Hackers Use Incorrectly Configure Redis, Docker, Confluence, and YARN Servers to Mine Cryptocurrencies

As part of an evolving malware campaign, threat actors are focusing on misconfigured and insecure servers running Redis, Docker, Atlassian Confluence, and Apache Hadoop YARN services. The campaign's goal is to spawn a reverse shell for persistent remote access and deliver a cryptocurrency miner.

According to a study published with The Hacker News by Cado security researcher Matt Muir, "the attackers leverage these tools to issue exploit code, taking advantage of common misconfigurations and exploiting an N-day vulnerability, to conduct Remote Code Execution (RCE) attacks and infect new hosts."

The cloud security business has given the activity the codename Spinning YARN. TeamTNT, WatchDog, and a cluster known as Kiss-a-dog have all been implicated in overlaps with cloud attacks.

The first step is to launch four unique Golang payloads that can automatically find and take advantage of vulnerable Confluence, Docker, Hadoop YARN, and Redis servers. The spreader utilities look for these services using masscan or pnscan.

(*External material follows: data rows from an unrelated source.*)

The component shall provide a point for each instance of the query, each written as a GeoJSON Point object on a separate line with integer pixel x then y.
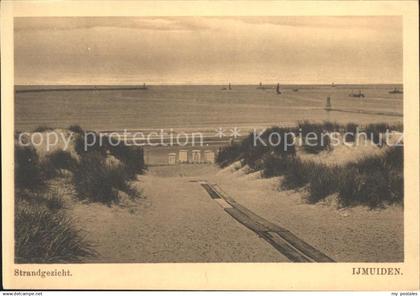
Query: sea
{"type": "Point", "coordinates": [198, 107]}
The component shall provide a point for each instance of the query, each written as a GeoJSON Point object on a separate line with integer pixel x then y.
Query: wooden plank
{"type": "Point", "coordinates": [296, 242]}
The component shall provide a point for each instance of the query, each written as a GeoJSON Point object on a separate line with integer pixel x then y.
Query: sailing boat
{"type": "Point", "coordinates": [143, 87]}
{"type": "Point", "coordinates": [357, 95]}
{"type": "Point", "coordinates": [278, 89]}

“For the Docker compromise, the attackers spawn a container and escape from it onto the underlying host," Muir said. The first access then makes it possible to use other tools to drop the Platypus open-source reverse shell application, install rootkits like libprocesshider and diamorphine to hide malicious processes, and finally start the XMRig miner.

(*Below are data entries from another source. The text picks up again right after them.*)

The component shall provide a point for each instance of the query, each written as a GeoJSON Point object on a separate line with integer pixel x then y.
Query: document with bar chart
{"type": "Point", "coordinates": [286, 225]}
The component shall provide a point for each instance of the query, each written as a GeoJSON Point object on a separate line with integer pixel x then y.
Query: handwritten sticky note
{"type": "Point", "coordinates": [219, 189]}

"It's clear that attackers are investing significant time into understanding the types of web-facing services deployed in cloud environments, keeping abreast of reported vulnerabilities in those services, and using this knowledge to gain a foothold in target environments," the business stated.

This development coincides with Uptycs' revelation that the 8220 Gang exploited security holes in Apache Log4j, Atlassian Confluence Server, and Data Center, which were all part of a wave of attacks on cloud infrastructure that took place between May 2023 and February 2024.

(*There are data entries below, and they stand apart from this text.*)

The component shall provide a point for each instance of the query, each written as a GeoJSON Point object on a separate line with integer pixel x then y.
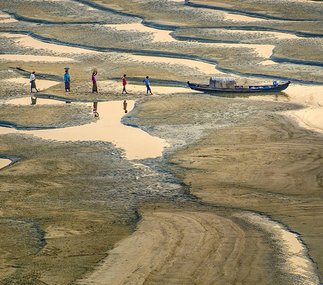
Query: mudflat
{"type": "Point", "coordinates": [233, 193]}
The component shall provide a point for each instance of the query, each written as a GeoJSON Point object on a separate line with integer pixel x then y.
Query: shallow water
{"type": "Point", "coordinates": [40, 83]}
{"type": "Point", "coordinates": [136, 143]}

Security experts Tejaswini Sandapolla and Shilpesh Trivedi said, "By leveraging internet scans for vulnerable applications, the group identifies potential entry points into cloud systems, exploiting unpatched vulnerabilities to gain unauthorized access. Once inside, they use a variety of sophisticated evasive strategies, exhibiting a thorough comprehension of how to maneuver around and control cloud environments for their benefit. This ensures that their harmful operations stay undiscovered by turning off security enforcement, changing firewall rules, and eliminating cloud security services.”

The assaults target both Windows and Linux computers and are designed to install a cryptocurrency miner after a series of stealthy and evasive actions.